I'll be honest. I didn't want to post today. I wanted to crawl under a rock and pretend it wasn't Monday.
But I didn't. Because I'm being accountable.
I don't get it. I don't understand how I can be bad certain weeks and still lose and follow the program other weeks and gain.
I'll admit that as soon as I saw the scale tipping the wrong direction, I got discouraged. I felt really self-conscious. At this point, I would typically give up, but I know I can't this time. I simply need to get up, brush myself off, and get right back at it.
What I did well this week? I wrote things down.
What I didn't do so well? I ate when I wasn't completely hungry. I misjudged points values and didn't realize they had done me in until I had already eaten them.

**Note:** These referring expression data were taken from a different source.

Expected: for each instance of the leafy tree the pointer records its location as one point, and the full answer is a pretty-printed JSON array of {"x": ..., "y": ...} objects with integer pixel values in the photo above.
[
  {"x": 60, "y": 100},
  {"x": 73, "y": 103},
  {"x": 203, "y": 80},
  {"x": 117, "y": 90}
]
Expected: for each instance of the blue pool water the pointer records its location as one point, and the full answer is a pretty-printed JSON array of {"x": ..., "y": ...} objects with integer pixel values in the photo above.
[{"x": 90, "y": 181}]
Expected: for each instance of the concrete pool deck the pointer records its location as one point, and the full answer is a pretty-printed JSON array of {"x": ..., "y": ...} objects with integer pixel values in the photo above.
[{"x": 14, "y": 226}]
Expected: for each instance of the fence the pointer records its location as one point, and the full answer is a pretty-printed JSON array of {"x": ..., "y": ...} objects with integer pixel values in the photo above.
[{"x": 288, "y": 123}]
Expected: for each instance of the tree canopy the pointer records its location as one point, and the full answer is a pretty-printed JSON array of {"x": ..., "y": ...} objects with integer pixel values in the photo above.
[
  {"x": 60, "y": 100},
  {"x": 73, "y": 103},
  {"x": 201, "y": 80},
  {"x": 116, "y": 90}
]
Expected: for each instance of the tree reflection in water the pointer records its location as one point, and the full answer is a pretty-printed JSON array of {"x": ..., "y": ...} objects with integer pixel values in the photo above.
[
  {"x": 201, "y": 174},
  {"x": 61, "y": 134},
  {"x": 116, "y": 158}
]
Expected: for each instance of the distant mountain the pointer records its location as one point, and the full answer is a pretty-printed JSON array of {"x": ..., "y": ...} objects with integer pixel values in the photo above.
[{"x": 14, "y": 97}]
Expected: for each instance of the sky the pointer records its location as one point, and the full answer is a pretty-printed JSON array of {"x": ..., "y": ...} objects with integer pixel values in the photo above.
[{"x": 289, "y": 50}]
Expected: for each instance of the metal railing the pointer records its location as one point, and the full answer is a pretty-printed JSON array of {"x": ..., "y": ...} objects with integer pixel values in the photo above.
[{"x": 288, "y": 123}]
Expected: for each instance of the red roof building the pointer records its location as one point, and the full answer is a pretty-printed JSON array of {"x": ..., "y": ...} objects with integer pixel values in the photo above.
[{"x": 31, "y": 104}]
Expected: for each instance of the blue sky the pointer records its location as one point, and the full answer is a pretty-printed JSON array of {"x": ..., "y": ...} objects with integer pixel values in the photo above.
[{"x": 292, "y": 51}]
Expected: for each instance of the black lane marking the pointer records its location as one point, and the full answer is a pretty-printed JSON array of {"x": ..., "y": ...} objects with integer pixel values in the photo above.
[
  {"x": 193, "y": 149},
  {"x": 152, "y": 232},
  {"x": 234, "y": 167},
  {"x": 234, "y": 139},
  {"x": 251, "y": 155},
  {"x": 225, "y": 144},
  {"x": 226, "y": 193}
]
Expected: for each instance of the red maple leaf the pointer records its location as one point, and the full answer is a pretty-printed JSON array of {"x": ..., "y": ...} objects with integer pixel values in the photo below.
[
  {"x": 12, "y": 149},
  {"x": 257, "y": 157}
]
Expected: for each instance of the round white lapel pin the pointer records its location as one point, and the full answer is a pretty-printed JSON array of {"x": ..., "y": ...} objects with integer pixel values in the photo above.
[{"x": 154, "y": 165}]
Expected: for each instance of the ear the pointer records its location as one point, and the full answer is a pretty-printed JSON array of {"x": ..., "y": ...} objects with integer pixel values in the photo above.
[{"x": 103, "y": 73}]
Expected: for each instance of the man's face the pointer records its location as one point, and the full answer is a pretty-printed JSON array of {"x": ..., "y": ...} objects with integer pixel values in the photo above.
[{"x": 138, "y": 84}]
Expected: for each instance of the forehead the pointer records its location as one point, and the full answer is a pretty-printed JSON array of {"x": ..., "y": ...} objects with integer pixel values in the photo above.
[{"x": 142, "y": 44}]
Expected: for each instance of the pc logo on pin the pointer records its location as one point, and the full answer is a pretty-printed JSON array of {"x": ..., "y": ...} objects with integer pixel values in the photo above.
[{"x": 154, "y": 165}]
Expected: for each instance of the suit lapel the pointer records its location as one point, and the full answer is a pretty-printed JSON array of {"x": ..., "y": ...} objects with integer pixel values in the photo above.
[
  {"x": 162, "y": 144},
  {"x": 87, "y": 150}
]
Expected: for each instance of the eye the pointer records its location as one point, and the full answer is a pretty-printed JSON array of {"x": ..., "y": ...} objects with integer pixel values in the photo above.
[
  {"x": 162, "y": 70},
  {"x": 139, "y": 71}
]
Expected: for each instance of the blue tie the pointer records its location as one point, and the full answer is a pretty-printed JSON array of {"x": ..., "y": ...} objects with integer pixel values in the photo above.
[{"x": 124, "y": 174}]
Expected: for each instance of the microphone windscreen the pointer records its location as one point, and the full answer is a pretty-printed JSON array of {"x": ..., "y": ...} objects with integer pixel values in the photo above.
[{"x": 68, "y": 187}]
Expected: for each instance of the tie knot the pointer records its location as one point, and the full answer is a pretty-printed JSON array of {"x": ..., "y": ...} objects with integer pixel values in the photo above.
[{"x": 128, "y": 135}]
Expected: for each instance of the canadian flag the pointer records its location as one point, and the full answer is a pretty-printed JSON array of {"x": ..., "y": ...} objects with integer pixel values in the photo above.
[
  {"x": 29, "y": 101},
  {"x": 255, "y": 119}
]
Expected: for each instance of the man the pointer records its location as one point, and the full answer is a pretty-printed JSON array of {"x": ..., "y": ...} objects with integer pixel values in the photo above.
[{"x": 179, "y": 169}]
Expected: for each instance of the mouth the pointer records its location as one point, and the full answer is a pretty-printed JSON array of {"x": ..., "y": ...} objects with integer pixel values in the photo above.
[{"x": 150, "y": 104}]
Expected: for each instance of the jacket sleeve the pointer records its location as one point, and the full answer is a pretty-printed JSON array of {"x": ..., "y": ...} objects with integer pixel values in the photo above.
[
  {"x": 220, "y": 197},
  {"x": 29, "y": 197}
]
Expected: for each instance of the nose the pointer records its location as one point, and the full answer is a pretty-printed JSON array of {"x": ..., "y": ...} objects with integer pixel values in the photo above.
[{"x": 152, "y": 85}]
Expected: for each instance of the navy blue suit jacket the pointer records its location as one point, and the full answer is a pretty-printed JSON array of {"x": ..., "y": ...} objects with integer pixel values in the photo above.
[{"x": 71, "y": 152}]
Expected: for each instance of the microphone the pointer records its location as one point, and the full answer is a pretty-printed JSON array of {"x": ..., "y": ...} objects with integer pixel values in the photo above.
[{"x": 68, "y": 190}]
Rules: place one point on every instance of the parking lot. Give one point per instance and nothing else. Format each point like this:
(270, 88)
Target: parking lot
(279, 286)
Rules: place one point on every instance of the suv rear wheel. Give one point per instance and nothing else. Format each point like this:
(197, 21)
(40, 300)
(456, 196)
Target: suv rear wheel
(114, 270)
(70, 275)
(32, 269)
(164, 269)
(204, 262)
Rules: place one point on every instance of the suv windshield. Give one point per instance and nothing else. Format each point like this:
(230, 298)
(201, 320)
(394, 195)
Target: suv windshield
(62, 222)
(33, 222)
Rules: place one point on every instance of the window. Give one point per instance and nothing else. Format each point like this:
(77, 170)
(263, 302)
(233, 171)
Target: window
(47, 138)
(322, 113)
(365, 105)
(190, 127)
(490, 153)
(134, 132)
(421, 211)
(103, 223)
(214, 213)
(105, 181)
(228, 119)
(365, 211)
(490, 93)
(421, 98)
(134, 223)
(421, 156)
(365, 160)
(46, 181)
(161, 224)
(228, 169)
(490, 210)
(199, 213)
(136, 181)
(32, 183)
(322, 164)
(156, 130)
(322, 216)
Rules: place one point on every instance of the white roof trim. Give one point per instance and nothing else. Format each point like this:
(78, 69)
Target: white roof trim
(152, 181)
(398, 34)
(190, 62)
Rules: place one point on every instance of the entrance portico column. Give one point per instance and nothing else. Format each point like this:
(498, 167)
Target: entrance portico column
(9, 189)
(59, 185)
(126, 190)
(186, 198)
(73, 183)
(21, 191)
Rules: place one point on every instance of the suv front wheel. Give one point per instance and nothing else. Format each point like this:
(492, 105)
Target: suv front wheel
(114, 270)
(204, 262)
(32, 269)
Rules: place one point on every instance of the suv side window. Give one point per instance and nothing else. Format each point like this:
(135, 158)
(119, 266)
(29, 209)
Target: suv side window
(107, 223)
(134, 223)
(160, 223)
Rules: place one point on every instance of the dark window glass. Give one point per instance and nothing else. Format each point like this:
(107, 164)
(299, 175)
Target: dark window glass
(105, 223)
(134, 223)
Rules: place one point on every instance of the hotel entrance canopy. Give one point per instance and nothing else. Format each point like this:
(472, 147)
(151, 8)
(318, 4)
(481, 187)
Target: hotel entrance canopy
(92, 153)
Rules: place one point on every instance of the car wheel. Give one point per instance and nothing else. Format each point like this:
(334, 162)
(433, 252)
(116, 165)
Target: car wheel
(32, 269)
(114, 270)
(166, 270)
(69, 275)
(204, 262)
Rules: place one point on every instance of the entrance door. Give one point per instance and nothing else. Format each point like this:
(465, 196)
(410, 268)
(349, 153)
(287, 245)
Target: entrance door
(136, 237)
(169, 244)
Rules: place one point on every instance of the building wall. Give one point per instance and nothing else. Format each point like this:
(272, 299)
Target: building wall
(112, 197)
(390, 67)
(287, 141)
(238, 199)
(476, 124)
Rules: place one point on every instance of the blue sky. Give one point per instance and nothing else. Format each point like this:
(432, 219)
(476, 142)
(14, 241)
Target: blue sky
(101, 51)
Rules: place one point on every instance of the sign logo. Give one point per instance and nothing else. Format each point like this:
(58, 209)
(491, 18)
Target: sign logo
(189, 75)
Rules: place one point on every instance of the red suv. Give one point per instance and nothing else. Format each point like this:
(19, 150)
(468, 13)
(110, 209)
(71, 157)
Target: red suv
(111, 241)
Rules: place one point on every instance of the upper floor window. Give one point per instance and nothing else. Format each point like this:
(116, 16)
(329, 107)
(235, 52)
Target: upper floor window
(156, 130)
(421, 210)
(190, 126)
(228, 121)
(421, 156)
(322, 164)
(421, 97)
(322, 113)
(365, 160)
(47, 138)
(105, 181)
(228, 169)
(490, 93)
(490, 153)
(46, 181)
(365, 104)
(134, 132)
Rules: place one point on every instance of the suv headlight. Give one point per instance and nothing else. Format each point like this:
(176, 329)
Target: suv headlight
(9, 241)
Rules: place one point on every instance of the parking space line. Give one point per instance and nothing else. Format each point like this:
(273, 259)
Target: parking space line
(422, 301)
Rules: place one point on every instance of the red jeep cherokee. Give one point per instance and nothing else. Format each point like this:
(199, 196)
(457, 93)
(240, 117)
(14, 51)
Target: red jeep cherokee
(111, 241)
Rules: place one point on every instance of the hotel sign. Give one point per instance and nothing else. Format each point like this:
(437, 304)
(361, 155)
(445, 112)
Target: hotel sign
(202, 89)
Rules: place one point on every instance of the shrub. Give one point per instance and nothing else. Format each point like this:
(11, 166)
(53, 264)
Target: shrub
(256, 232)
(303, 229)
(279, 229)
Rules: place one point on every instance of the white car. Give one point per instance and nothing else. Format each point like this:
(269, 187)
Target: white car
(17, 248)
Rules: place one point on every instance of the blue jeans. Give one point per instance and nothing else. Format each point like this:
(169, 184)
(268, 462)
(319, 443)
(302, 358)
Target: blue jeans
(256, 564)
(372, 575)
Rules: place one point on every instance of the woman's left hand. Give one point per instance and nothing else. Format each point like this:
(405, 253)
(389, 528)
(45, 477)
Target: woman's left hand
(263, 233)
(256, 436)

I have lost inches, I will say that. An inch here, an inch there. That says something I suppose. I just want to see more of this. I want to be closer to my goal than the starting point. I just feel overwhelmed by the ultimate goal and feel like I'm at the base of a huge mountain.
I've seen how quick fixes don't work. A few women at work had gastric bypass and they've all gained a lot of it back. Someone else had drastic weight loss very quickly and she's on a slippery slope back to where she was. I don't want that to be me. I want to make this a lifestyle change that lasts for the long term, thus why I'm not doing anything that I won't be able to stick to.